Consider numbers $n$ and $N = 2^n$ and define a binary sequence $b = [b_0,\dots,b_{N-1}]$, $b_i \in \{0,1\}$, to be complete or to include all numbers upto $N$ when for each number $0 \leq i < N$ there is a number $0 \leq j < N$ such that
$$i = \sum_{k=0}^{n-1} b_{(j+k)\,\text{mod}\, N}\cdot 2^k$$
The easiest thing to do is to go through all binary sequences of length $N$ and check if they are complete.
Examples:
n = 2: [1,1,0,0] => [3,1,0,2]
n = 3: [1,0,1,1,1,0,0,0] => [5,6,7,3,1,0,4,2]

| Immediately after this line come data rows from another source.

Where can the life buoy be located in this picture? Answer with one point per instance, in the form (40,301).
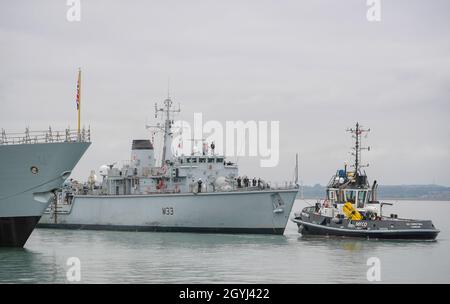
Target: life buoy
(163,169)
(160,184)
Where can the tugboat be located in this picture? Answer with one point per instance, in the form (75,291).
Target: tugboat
(351,208)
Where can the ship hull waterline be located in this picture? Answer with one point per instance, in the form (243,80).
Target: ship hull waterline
(237,212)
(24,194)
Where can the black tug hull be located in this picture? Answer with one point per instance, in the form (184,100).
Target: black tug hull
(308,229)
(310,222)
(15,231)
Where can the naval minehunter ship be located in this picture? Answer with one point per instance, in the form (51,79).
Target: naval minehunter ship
(351,209)
(33,165)
(200,192)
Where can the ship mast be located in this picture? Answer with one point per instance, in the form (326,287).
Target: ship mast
(357,133)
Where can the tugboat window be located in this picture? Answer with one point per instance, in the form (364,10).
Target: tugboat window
(351,196)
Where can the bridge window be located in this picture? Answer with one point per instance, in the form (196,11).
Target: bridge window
(350,196)
(362,198)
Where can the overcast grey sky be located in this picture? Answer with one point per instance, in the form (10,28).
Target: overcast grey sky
(316,66)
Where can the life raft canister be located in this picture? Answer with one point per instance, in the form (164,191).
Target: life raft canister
(351,212)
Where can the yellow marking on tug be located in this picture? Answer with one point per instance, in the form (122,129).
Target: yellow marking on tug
(351,213)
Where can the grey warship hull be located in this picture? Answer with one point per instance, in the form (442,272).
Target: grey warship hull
(29,175)
(311,223)
(254,212)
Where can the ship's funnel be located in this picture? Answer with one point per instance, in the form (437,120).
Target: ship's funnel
(142,154)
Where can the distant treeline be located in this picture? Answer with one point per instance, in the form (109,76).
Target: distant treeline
(413,192)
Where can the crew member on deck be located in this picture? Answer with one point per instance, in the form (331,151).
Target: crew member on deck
(199,185)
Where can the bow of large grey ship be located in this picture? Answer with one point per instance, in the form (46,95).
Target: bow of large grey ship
(33,165)
(351,208)
(199,192)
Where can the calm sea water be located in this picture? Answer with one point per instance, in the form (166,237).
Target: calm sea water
(146,257)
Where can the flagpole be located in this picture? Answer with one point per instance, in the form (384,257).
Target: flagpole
(79,101)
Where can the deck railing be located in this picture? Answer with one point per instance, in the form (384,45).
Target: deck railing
(47,136)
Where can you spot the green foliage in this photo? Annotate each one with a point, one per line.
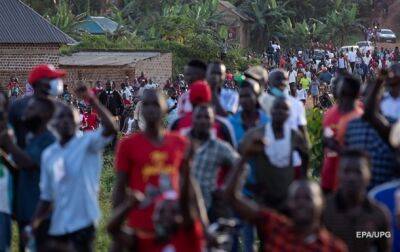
(65, 19)
(267, 15)
(300, 34)
(342, 22)
(315, 131)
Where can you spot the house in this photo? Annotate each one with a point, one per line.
(91, 66)
(97, 25)
(26, 39)
(238, 24)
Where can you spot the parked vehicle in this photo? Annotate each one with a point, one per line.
(366, 46)
(386, 35)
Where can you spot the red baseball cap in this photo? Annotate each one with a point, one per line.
(199, 92)
(44, 71)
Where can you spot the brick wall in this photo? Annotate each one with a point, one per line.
(93, 74)
(18, 59)
(158, 69)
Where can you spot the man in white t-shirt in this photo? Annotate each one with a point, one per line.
(367, 58)
(390, 104)
(352, 58)
(278, 80)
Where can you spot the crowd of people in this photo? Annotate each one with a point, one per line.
(214, 161)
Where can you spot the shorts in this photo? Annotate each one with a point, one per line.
(5, 232)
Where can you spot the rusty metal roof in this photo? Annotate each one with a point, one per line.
(106, 58)
(21, 24)
(230, 7)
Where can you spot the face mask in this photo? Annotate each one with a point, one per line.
(277, 92)
(56, 87)
(33, 123)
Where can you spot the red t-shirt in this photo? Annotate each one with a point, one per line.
(90, 121)
(184, 240)
(145, 162)
(337, 122)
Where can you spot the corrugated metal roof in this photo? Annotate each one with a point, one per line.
(21, 24)
(106, 58)
(234, 10)
(97, 25)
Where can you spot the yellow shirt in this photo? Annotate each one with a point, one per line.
(305, 83)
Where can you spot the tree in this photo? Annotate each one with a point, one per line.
(340, 23)
(267, 15)
(65, 19)
(300, 34)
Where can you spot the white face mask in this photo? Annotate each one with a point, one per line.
(56, 87)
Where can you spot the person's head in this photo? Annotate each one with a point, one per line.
(354, 173)
(216, 74)
(248, 95)
(259, 74)
(278, 78)
(167, 217)
(154, 107)
(293, 88)
(323, 88)
(109, 85)
(38, 113)
(65, 122)
(195, 70)
(203, 119)
(305, 202)
(280, 111)
(348, 88)
(173, 93)
(393, 81)
(46, 80)
(199, 93)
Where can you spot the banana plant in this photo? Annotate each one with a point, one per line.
(64, 19)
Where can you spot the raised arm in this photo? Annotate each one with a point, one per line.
(371, 111)
(21, 158)
(133, 200)
(110, 126)
(248, 210)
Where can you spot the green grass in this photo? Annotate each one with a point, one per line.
(106, 185)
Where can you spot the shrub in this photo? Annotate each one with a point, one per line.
(315, 131)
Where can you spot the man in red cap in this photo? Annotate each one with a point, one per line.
(195, 70)
(200, 93)
(29, 115)
(46, 82)
(155, 164)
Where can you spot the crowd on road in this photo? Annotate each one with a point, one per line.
(214, 161)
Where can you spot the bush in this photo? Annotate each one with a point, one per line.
(315, 131)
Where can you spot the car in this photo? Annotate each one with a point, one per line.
(344, 49)
(319, 54)
(366, 46)
(386, 35)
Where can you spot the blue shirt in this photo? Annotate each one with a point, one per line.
(385, 194)
(28, 192)
(70, 180)
(362, 136)
(239, 130)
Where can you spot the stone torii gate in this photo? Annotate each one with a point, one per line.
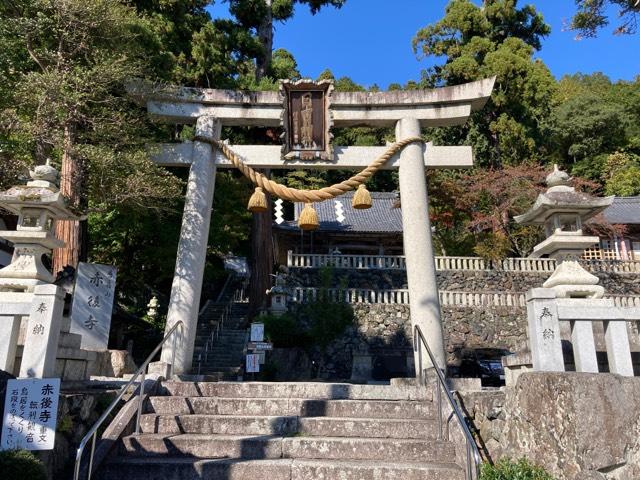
(407, 111)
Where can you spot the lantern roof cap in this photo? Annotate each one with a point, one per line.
(562, 198)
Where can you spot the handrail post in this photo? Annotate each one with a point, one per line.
(140, 401)
(439, 406)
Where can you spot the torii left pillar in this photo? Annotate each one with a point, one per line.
(192, 249)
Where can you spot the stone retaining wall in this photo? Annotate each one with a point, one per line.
(378, 345)
(463, 280)
(578, 426)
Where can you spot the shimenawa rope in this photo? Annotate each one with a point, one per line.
(308, 196)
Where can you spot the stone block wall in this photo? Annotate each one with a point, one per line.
(378, 344)
(578, 426)
(458, 280)
(462, 280)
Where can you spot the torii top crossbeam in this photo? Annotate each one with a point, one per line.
(437, 107)
(434, 108)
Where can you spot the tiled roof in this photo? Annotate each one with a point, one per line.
(624, 210)
(381, 217)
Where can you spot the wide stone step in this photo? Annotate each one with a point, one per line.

n = 4: [1,1,1,1,0,1,0,1,1,0,0,1,0,0,0,0] => [15,7,11,5,10,13,6,3,9,4,2,1,0,8,12,14]
[1,1,0,1,0,1,1,1,1,0,0,1,0,0,0,0] => [11,5,10,13,14,15,7,3,9,4,2,1,0,8,12,6]

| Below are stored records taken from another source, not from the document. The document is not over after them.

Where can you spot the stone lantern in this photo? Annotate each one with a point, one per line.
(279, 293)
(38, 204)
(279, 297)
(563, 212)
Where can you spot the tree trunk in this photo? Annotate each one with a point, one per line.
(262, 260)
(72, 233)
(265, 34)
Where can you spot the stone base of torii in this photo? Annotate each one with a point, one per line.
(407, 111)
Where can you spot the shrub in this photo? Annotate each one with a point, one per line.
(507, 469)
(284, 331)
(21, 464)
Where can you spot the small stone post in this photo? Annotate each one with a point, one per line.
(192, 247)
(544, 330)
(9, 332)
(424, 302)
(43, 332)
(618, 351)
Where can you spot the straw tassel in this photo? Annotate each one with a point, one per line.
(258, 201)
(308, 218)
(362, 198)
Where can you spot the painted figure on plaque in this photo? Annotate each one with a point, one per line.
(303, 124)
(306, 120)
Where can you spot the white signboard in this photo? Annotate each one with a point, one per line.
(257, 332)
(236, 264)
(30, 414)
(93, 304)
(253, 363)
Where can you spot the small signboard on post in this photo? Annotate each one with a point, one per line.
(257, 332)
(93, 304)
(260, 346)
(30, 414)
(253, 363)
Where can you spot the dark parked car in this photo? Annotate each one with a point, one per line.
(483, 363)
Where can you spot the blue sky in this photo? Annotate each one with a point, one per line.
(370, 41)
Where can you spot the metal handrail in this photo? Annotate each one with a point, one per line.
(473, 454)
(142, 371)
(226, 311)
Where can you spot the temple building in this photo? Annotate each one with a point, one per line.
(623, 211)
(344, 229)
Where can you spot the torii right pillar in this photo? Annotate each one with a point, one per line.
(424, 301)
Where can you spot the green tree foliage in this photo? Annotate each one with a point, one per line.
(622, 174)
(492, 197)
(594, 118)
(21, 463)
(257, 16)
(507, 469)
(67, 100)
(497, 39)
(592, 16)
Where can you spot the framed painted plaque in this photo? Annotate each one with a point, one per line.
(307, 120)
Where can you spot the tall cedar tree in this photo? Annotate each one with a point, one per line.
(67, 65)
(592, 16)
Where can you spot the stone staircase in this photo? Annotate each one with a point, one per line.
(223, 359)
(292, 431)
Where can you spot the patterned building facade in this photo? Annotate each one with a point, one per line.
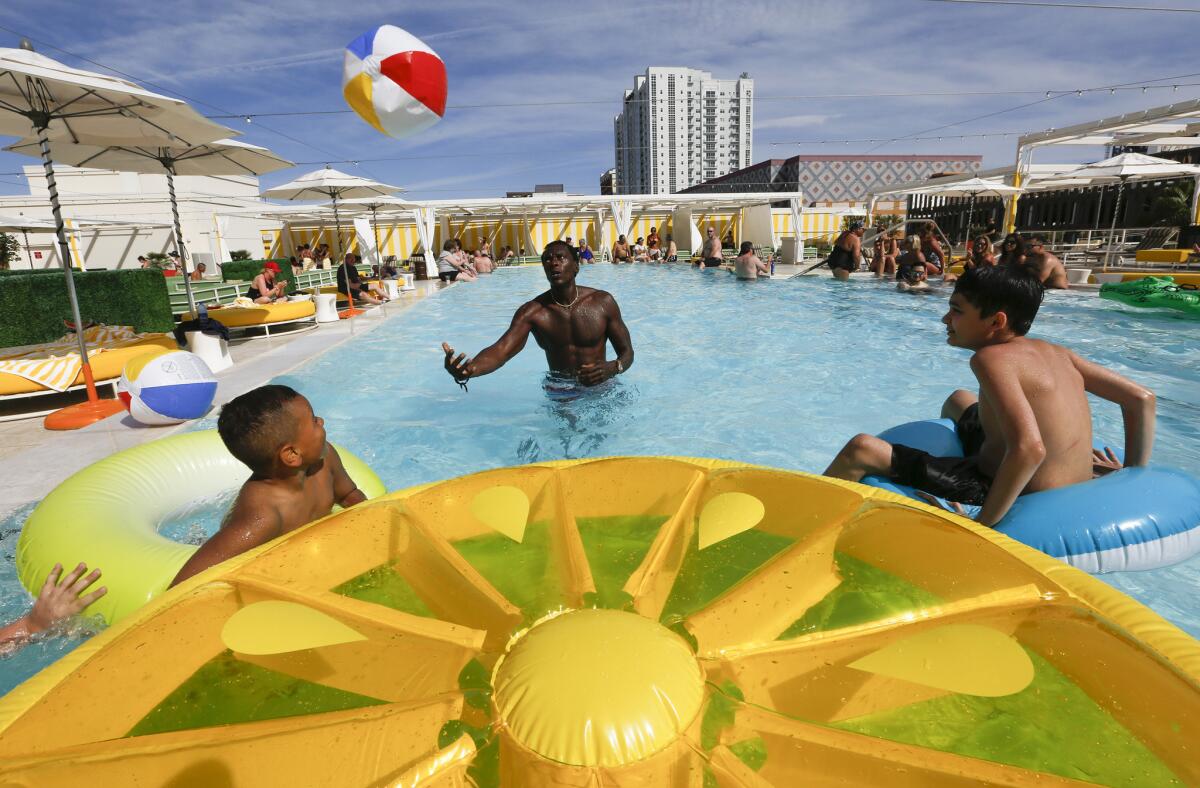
(827, 180)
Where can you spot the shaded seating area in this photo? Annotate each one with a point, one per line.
(52, 368)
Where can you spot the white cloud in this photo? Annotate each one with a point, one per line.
(283, 55)
(791, 121)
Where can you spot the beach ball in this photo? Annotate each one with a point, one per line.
(167, 388)
(394, 80)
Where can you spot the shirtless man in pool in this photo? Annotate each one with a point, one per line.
(1044, 265)
(571, 324)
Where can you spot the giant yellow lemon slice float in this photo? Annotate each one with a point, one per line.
(629, 621)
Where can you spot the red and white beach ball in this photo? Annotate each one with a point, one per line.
(394, 80)
(167, 389)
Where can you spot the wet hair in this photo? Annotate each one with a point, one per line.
(255, 425)
(574, 252)
(1005, 288)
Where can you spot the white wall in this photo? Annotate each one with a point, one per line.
(133, 198)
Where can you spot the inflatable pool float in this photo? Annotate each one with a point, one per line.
(1135, 518)
(108, 515)
(625, 621)
(1152, 293)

For $n=2$ there are $2^{2^2} = 16$ sequences, $4= 2^2$ being complete.
For $n=3$ there are $2^{2^3} = 256$ sequences, $16 = 2^4$ being complete.

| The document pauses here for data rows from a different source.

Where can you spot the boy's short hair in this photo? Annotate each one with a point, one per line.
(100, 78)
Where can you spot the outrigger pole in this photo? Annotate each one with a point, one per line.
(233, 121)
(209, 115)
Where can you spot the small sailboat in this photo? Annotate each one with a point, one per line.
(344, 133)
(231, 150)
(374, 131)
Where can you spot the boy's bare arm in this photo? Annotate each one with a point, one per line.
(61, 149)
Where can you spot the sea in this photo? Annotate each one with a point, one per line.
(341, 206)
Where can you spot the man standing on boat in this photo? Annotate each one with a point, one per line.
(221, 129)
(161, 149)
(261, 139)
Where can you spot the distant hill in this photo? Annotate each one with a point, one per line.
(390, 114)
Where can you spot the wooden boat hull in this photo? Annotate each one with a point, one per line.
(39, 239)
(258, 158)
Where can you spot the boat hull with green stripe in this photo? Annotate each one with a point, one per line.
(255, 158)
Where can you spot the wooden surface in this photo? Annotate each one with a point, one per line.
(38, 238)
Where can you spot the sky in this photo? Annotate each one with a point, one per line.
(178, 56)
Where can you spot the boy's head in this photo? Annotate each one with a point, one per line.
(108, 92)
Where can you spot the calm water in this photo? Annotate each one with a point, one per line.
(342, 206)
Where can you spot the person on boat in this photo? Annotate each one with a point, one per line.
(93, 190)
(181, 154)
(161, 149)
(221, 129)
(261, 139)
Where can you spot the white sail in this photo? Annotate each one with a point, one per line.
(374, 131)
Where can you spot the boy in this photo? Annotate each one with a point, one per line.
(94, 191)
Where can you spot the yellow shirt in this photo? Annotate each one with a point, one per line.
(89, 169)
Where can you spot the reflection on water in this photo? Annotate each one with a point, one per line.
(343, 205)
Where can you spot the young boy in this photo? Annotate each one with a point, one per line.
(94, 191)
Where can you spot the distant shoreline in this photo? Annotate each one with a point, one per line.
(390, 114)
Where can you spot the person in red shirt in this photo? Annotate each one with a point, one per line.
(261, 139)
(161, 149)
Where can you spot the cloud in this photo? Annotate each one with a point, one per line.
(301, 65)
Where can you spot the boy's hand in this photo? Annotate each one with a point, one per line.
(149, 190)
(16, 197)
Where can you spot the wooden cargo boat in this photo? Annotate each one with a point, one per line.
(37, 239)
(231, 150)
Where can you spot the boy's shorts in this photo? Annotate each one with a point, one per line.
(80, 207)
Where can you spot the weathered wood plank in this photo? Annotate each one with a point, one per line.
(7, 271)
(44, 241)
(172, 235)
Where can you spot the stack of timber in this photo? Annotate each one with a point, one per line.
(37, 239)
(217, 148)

For $n = 4$ there are $2^{2^4} = 65,536$ sequences, $256 = 2^8$ being complete.
Question 1: Is it true that the number of complete sequences for given $n$ is $2^{2^{n-1}}$ or – equivalently – the square root of the number of all sequences? How to prove it?
Question 2: Which properties must complete sequences have, except for (i) containing the same number of 0s and 1s, (ii) containing exactly two runs of length $n$, and (iii) not containing runs longer than $n$?
Question 3: Which properties must the coded number sequences have? Must they be "random" in a way?
Question 4: Since already for $n=5$ with $2^{2^5} = 4,294,967,296$ binary sequences a brut force search for complete sequences is not opportune: How do I compute a complete sequence for any given $n$? What's the runtime $\mathcal{O}(f(n))$ of the algorithm?